Vor einer Injektion muss immer die Einstichstelle desinfiziert werden. Eine Notärztin, die sich bei einem Hausbesuch nicht daran gehalten hatte, muss jetzt 10 000 Euro Schmerzensgeld zahlen. Bei einer Patientin hatte sich infolge der Injektion eine Blutvergiftung (Sepsis) entwickelt, die eine mehrwöchige stationäre Behandlung nach sich zog. Verwachsungen und Narbenbildung waren bei der Patientin bleibende Schäden. Auch bei vermeintlich unproblematischen Injektionen sind ärztliche Standards zu beachten, stellte das Oberlandesgericht Naumburg in dem Fall fest (Az. 1 U 86/08).

Auch eine Desinfektion der Hände des behandelnden Arztes und das Anlegen von Einweghandschuhen sei zum Beispiel erforderlich.
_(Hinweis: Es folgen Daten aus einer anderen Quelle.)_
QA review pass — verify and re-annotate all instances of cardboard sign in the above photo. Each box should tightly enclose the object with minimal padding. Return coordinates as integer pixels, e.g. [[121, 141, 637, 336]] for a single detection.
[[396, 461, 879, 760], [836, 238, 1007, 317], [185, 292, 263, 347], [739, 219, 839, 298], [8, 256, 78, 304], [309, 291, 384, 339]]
Vor der Injektion sei die betroffene Hautstelle des Patienten gründlich zu desinfizieren – bei Verwendung eines Desinfektionssprays durch Besprühen, Wischen und erneutes Sprühen sowie eine nachfolgende, mindestens 30 Sekunden anhaltende Einwirkzeit. Diese Hygienestandards behielten auch bei notärztlichen Einsätzen im häuslichen Umfeld ihre Gültigkeit.